Aunque la taberna de Fischlham no servía bebidas los domingos, había una casa en las afueras de la ciudad donde se podía tomar una jarra de cerveza en la despensa.
Alois nunca había visitado aquel oasis. Estaba enteramente por debajo de lo que un respetable funcionario de la corona retirado pudiera considerar una razonable actividad de asueto, pero fue una de las pocas veces en su vida en que —y hubo de repetírselo él mismo— tenía que tomar un trago. Con las punzadas que le daba la rodilla a causa de la primera caída, con dolor de cabeza por los efectos explosivos de su cólera y el corazón afligido, renqueó a campo traviesa y para el crepúsculo había bebido cerca de cuatro litros de cerveza.
Nadie tuvo que ayudarle a volver a casa. Hubo ofertas, pero las rechazó todas: era aún lo bastante temprano para que el cielo del atardecer conservase alguna luz. Con pleno sentido de la dignidad, coronó el primer repecho a la salida de Fischlham y casi estaba en la cima del segundo cuando se tumbó a dormir en un pasto. Despertó un par de horas más tarde, con la cabeza a menos de quince centímetros de la boñiga monumental de una vaca, tan grande como un sombrero bombín.

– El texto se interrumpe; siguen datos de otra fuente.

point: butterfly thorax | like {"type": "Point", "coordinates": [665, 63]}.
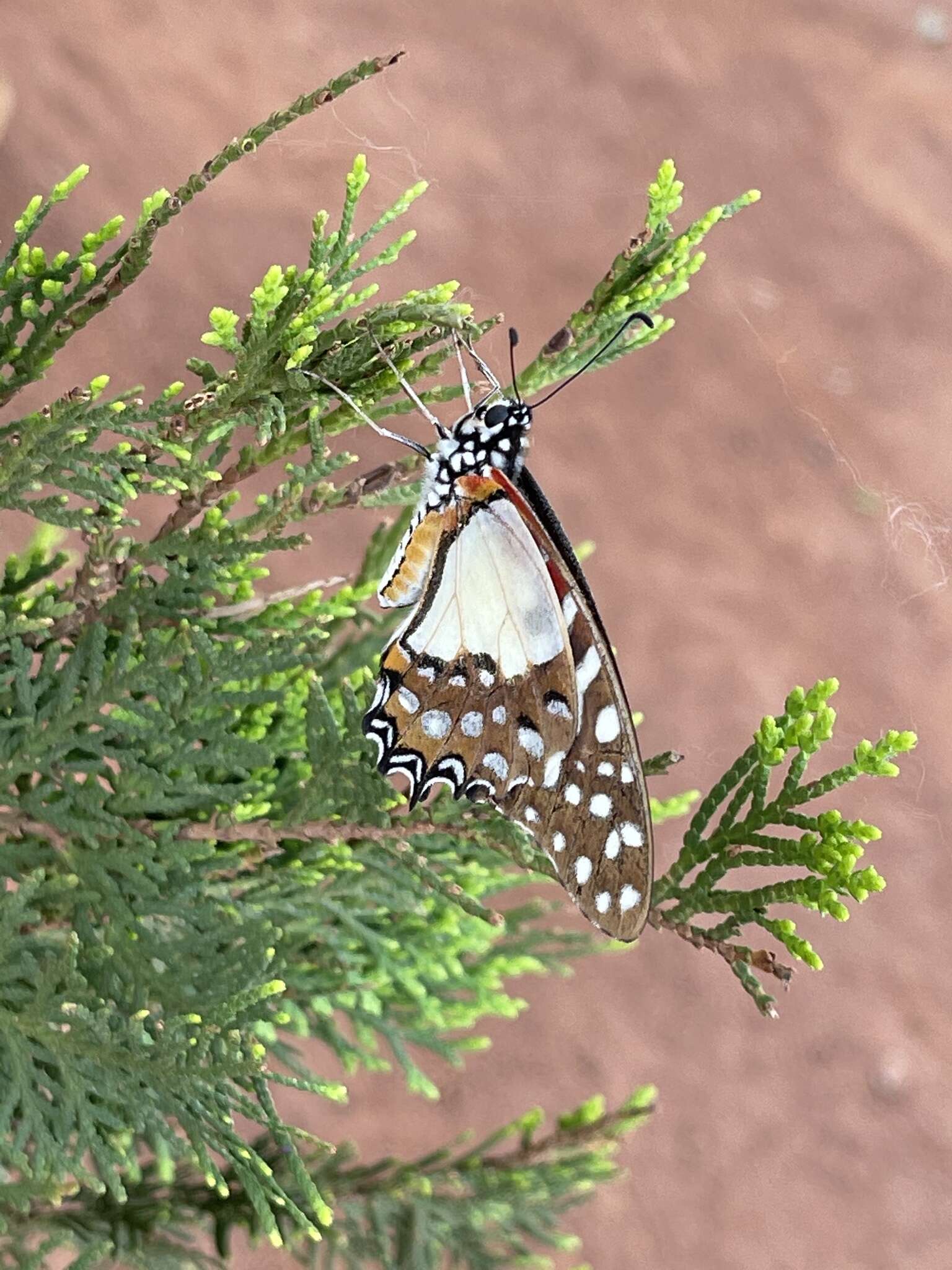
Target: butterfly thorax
{"type": "Point", "coordinates": [491, 437]}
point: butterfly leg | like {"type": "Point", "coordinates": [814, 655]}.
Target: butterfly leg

Tenía el pelo limpio. No se había revolcado en ella. Si hubiera creído en la Providencia habría dado las gracias, pero más le valió no hacerlo, porque a la hora que era —más de las diez de la noche—, moderadamente descansado por el sueño repentino, coronó la segunda cuesta y vio las ascuas de un incendio a menos de cinco metros de la fachada de su casa.
Sin duda salvó la casa que no hubiese habido viento aquella noche, pero sólo quedaban las cenizas de sus tres cajas Langstroth, no había rastro de abejas, excepto el de las pobres decenas de miles que el fuego había reducido a un volumen microscópico. Una alarmante sensación de melancolía se desprendía de las paredes de la casa.
Klara salió a su encuentro. Si había estado llorando, ahora estaba ya tan seca como las cáscaras de las colonias. Un olor emanaba de los últimos posos de miel, tan ásperos como un catarro de garganta.
Alois lo sabía. A una parte del corazón de su mujer tuvo que amargarle para siempre el hecho de que aquella noche, la más infausta de todas, él hubiera encontrado una forma de beber tanta cerveza que apestaba a dos metros de distancia.
Con pelos y señales, ella le contó lo que había sucedido. El chico se había marchado a caballo y no volvió hasta después de anochecer. Todos estaban dormidos, o fingían estarlo; ella reconoció que le tenían miedo. Debió de haber recogido su ropa, hecho con ella un hatillo que ató a la silla de Ulan y volvió a marcharse.
Media hora después, sin embargo, cuando todos se creían a salvo, Espartano empezó a ladrar. Aullaba con tal ferocidad que Klara estuvo a punto de levantarse para ver qué pasaba. Pero entonces él dejó de hacer ruido, sólo gimió un poco: como un cachorro. Y el caballo relinchó cuando Alois hijo se alejaba. Un minuto después prendieron las llamas. Ella supo casi al instante lo que estaba ocurriendo. Adi, tan ligero como un ciervo que huye, iba y venía corriendo de la casa a las colmenas.
—¡Les ha prendido fuego! ¡Con queroseno! —gritó Adi—. Lo sé. Es parecido a la otra vez.
Y se reía tanto como lloraba, sin saber muy bien si aquello era una calamidad terrible u otro acto glorioso de incineración.
Klara y Angela habían hecho lo que habían podido, que fue arrojar cubos de agua sobre los muros de la casa más cercanos a las llamas. Hacer algo más habría requerido la presencia de un hombre.
Incluso habían oído los últimos rumores de los cascos de Ulan cuando se iba trotando. El chico no había vuelto. ¿Se había dejado acaso alguna puerta abierta para hacerlo? Klara pensaba que no. Antes de partir, había envenenado a Espartano. El perro estaba muerto cuando llegó Alois.